Ans Gymnasium und dann studieren – das ist in der lateinischen Schweiz populär. Aber auch in der Deutschschweiz wählen vermehrt Jugendliche diesen Weg, auch in Kantonen, in denen die Maturitätsquote eher tief ist. Ein Beispiel ist der Kanton Aargau. Hier hat das Parlament die Weichen für neue Gymnasien gestellt. Die bisherigen platzen aus allen Nähten.
Im Aargau besuchen nur gut 17 Prozent der Jugendlichen ein Gymnasium, eine «Kanti», wie es hier heisst. Im Kanton Genf sind es 33 Prozent. Und doch steigen auch im Aargau die Schülerzahlen. Verantwortlich sei die wachsende Bevölkerung, hiess es am Dienstag im Kantonsparlament. Auch Kinder von Zuwandererfamilien würden vermehrt eine Mittelschule besuchen.
Schon jetzt ist es eng an den Schulen, das zeigt ein Besuch an der Alten Kantonsschule Aarau. Im ältesten Gymnasium des Kantons ging einst Albert Einstein zur Schule. Unterdessen ist der Platz in den historischen Schulzimmern und im angrenzenden Neubau zu eng geworden. Bereits jetzt mietet die Schule Räume hinzu, um für alle Klassen Platz zu finden.

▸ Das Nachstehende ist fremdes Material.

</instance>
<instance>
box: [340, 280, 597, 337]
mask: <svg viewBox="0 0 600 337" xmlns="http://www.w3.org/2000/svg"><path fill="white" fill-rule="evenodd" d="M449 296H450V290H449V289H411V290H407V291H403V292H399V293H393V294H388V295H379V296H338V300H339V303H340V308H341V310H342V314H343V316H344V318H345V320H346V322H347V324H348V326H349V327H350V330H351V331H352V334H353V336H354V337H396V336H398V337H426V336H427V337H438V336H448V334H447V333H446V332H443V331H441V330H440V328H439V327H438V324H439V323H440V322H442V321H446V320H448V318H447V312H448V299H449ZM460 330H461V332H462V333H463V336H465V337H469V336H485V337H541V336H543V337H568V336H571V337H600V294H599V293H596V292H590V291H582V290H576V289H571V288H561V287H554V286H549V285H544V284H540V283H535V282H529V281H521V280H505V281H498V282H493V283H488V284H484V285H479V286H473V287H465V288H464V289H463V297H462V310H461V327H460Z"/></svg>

«Es wird langsam eng», sagt Andreas Hunziker, Rektor der Alten Kanti Aarau. In den kleinen Schulzimmern stehen Co2-Sensoren. Wird der Wert zu hoch, muss gelüftet werden. Heute führt Hunzikers Schule 60 Klassen. Bis 2029 werden es 70 sein.
Historisches Gymnasium: Alte Kanti Aarau
Am Dienstag hat sich das Kantonsparlament dafür ausgesprochen, dass zwei weitere Mittelschulen geplant werden, in Lenzburg und Windisch. Sie sollen die Standorte Aarau, Baden, Wettingen, Wohlen und Zofingen und den geplanten in Stein ergänzen. Das kostet rund 600 Millionen Franken.
Turnhallen kann man nicht mieten
Werden neue Schulen die Platzprobleme der Alten Kanti Aarau lösen? Mittelfristig ja, meint Rektor Andreas Hunziker. Da die neuen Gymnasien aber nicht vor 2035 stehen, muss die Kantonsschule weiterhin Räume hinzumieten: «Das Problem sind Spezialräume für Sport, Gestalten oder naturwissenschaftliche Praktika. Die kann man nicht einfach irgendwo mieten.»
Seit längerer Zeit gilt die Schwimmhalle in Aarau als weitere «Turnhalle» für die Gymnasiasten. Einmal pro Woche müssen sie zum Schwimmunterricht. Das entlastet die stark ausgebuchten Turnhallen.
Maturitätsquote begrenzen?
Die Frage ist, ob es überhaupt mehr Maturanden braucht. Das Aargauer Parlament war sich nicht einig darüber, ob man die Maturitätsquote beschränken soll. Das verlangte eine Minderheit der Bildungskommission im Parlament.
Man könne steuern, wie viele Jugendliche eine Matur angehen würden. «Es ist eine Qualität und kein Makel, wenn der Aargau eine tiefe Maturitätsquote hat», sagte FDP-Fraktionssprecherin Jeanine Glarner. Man solle doch bestehende Kantonsschule ausbauen. Der Aargauer Bildungsdirektor Alex Hürzeler (SVP) betonte hingegen, dass der Kanton in den wertschöpfungsstarken Betrieben Maturandinnen und Maturanden brauche.
Die Kosten seien hoch, der Zeitplan lang, meinte ein Sprecher der EVP. Trotzdem würden sich Kanti-Neubauten lohnen. Alain Burger, Sprecher der SP-Fraktion, fand, es sei an der Zeit, auszubauen: «Jahrzehntelang wurde nicht in den kantonalen Schulraum investiert. Die letzten Kantonsschulen wurden in den 1970er-Jahren gebaut. Es wurde ein Provisorium nach dem nächsten aufgestellt.» Dies gelte es zu ändern.
Am Schluss kam der Antrag, die Maturitätsquote zu begrenzen, knapp nicht durch, mit 67 Nein- zu 64 Ja-Stimmen.